Abren los sábados, domingos y feriados al medio día, y según la demanda tienen un promedio de 100 cubiertos en temporada baja y el doble en fin de semanas largos o época de vacaciones. También los contratan para eventos donde sirven los mismos platos, ya sea en casamientos, cumpleaños, fiestas de 15, y otras ocasiones especiales. “A mí me gusta decir que Ramón Biaus late, y está latiendo cada vez más y más fuerte”, revela a pura ilusión, y proyecta: “Ariel y yo vamos a trabajar para que eso siga pasando, para que todo el que venga pase un fin de semana hermoso, y que digan: ‘Este pueblo está buenísimo’”.
Se acuerda de cuando llegaron al bodegón, estaba cerrado desde hacía muchos años, habían pasado varias administraciones, y parecía que nunca iba a recuperar su esplendor. “Nadie duraba porque para que funcione tenés que vivir acá, y hacer de todo: yo soy la mesera, la que hace el budín de pan, la que aprende la receta hermosa del matambre de Ariel, los pancitos caseros, y si hay que limpiar los baños, ahí estoy también, porque esa es la idiosincrasia y el secreto del amor que ponemos para ofrecer lo mejor de nosotros”, expresa. Y agrega: “Antes no había un plan para pasar el día acá, porque más allá de ir a sacar fotos, no había un baño a dónde ir después de viajar, ni un lugar para pedir agua caliente y hacerte unos mates o comprar unas galletitas”.
Apeló a su alma de vendedora y trató de ofrecer soluciones a esos inconvenientes, para que cada vez más personas disfruten del paseo por la historia y la cocina regional. “Ahora está la propuesta del restaurante, también el almacén donde vendemos todo lo que la gente necesite, hasta bidones de nafta porque no hay estación de servicio, y los sanitaros están abiertos para todos los visitantes, no solo para los comensales”, cuenta. Para los próximos dos años tienen varios planes que convivirán en simultáneo, y todos responden a la identidad cultural que desean transmitir.

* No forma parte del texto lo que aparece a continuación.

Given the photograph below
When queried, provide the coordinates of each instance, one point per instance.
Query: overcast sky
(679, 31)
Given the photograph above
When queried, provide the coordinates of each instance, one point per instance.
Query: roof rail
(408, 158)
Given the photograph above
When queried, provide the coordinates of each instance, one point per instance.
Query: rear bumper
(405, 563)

“A tres cuadras de ahí está La Pituca, otro almacén de ramos generales que hacía 50 años que estaba cerrado, y ahí vamos a abrir otro restaurante, que va a ser de pastas, y va a tener un espacio que funcione como centro cultural”, revela. Emocionada, añade: “Estamos haciendo la puesta de valor a esos edificios que quedaron olvidados, y yo que vengo de otro lado, que viví toda mi vida en dos ambiente, cuando ves esas tremendas casas que tienen habitaciones de cinco metros por cinco, con techos gigantes, pienso: ‘Esto no puede estar cerrado, esto tiene que ser un lugar para que la gente comparta, que viaje en el tiempo y nosotros seamos un puente de esos recuerdos tan maravillosos’”.
Sueña con que haya jornadas informativas, otro sector de museo, un vivero, y que su segundo restaurante sea sede de festivales. Pero ahí no terminan los anhelos de la pareja: también planean inaugurar un hotel para que quienes deseen extender la estadía a más de media jornada, puedan pasar un finde completo. “Este es un espacio que capaz muchos, al igual que me pasó a mí, no conocían, y no se trata solamente de venir a comer a mi casa, sino de que por un rato pueden despegarse del cemento de la ciudad, y está bueno saber que hay otras opciones en el campo”, indica. Y concluye: “No me quejo porque fui feliz también con mi vida de antes, pero a mi Ramón Biaus me dio mi casa, me dio tierra, cuando yo en Ramos Mejía no me podía comprar ni una baldosa, siempre estuve corriendo detrás de la plata; todo lo usé para criar a mis hijos, y acá puedo tener algo mío por primera vez”.